On November 7, 2024, NetComm Wireless Pty Ltd., subsidiary of the Company, entered into a Business Sale Agreement (the “Business Sale Agreement”) with Lantronix, Inc., a Delaware corporation (“Lantronix”). Pursuant to the Business Sale Agreement, the Company has agreed to sell, and Lantronix has agreed to buy, the Company’s industrial internet of things business (the “IIoT Business”), for a cash purchase price of $6.5 million, less an amount equal to 70% of employee entitlements due to transferring employees (the “IIoT Business Purchase Price”).

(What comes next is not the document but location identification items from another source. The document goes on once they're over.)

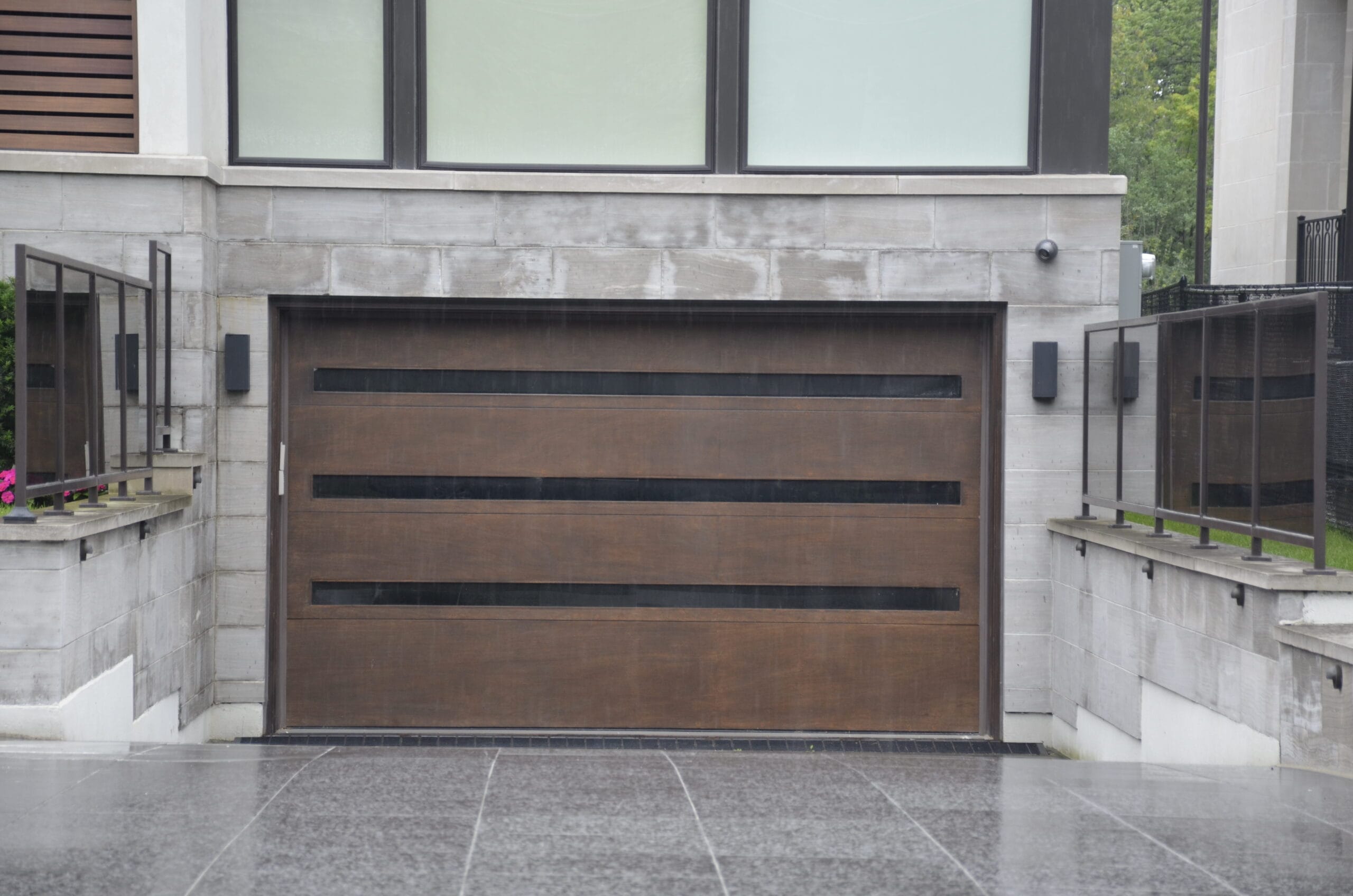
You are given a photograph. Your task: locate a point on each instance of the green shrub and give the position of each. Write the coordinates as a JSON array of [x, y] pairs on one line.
[[6, 374]]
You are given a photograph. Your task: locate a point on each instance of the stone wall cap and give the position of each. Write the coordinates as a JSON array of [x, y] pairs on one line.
[[1335, 642], [95, 521], [172, 459], [566, 182], [1282, 574]]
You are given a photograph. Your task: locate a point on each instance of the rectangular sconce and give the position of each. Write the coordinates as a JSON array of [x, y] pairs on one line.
[[1045, 371], [133, 363], [237, 362], [1132, 370]]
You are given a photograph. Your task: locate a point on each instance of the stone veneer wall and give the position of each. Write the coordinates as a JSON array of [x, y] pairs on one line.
[[66, 622], [255, 241]]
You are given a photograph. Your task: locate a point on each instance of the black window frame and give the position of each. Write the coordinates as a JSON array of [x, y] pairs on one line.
[[726, 106], [1034, 116], [233, 86]]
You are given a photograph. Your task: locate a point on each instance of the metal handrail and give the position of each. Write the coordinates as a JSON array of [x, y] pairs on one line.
[[1320, 248], [1260, 310], [97, 474]]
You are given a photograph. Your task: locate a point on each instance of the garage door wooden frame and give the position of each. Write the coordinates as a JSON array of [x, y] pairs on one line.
[[991, 316]]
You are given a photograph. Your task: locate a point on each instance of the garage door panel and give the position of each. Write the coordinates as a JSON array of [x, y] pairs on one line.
[[639, 444], [967, 509], [653, 550], [604, 675], [690, 520], [820, 346]]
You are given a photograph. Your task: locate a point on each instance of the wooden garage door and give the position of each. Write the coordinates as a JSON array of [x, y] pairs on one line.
[[605, 521]]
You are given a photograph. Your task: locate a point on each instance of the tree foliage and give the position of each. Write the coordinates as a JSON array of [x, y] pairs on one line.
[[1153, 126]]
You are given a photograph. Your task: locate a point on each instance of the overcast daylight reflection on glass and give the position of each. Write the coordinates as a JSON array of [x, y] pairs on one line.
[[889, 83]]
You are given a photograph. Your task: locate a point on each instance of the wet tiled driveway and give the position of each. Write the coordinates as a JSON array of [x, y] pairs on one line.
[[271, 819]]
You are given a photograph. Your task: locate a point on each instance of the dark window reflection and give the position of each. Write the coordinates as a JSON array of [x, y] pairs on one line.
[[607, 489], [335, 379]]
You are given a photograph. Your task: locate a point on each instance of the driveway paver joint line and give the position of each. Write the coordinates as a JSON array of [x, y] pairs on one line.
[[919, 826], [262, 810], [700, 825], [479, 820], [133, 755], [1337, 826], [1157, 842]]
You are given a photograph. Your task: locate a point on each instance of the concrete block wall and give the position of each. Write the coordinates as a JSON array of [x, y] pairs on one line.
[[257, 241], [67, 620], [152, 600], [314, 241], [1122, 645]]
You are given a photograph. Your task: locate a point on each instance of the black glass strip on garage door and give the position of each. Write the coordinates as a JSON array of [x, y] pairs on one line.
[[1241, 389], [1272, 494], [351, 379], [554, 594], [607, 489]]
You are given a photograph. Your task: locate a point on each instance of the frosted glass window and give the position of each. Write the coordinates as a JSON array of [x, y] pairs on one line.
[[616, 83], [312, 79], [889, 83]]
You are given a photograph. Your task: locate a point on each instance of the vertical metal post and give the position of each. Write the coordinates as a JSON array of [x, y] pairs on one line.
[[1320, 357], [59, 499], [122, 393], [1257, 440], [1204, 71], [1119, 521], [1086, 432], [1204, 534], [21, 514], [1301, 249], [1163, 425], [149, 487], [94, 394]]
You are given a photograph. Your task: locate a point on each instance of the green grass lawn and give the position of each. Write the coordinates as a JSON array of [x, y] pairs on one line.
[[1339, 545]]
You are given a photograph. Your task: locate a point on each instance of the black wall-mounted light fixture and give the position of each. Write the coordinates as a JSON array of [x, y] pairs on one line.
[[1132, 370], [1045, 371], [237, 362]]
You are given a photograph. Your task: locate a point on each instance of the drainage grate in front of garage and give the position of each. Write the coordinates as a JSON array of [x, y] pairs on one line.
[[604, 742]]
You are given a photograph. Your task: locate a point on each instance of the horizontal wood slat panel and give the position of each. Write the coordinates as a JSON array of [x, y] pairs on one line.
[[69, 143], [42, 45], [68, 124], [607, 675], [66, 64], [485, 442], [64, 46], [88, 105], [72, 7], [66, 25], [924, 346], [59, 85]]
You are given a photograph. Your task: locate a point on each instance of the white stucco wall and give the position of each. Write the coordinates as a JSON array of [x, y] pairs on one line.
[[1281, 132]]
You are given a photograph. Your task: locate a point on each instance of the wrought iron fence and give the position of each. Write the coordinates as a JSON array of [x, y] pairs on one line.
[[1183, 297], [1320, 248], [49, 372], [1240, 420]]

At the closing of the Company’s sale of the IIoT Business, the Company will receive the IIoT Business Purchase Price. The Closing under the Business Sale Agreement is subject to the satisfaction and/or waiver of certain conditions precedent, including obtain counterparty consents to certain key commercial contracts. In conjunction with the proposed sale of the IIoT Business, the Company has entered into an agreement (the “EdgeCo Letter 2”) with EdgeCo whereby (i) at the Closing EdgeCo will receive 50% of the IIoT Business Purchaser Price as pre-payments of the EdgeCo Loans, and (ii) the Company agreed to continue to pay interest on the EdgeCo Loans, including the principal balance pre-paid in connection with the sale of the IIoT Business, until the prepayment penalty under the EdgeCo Loans has been paid in full.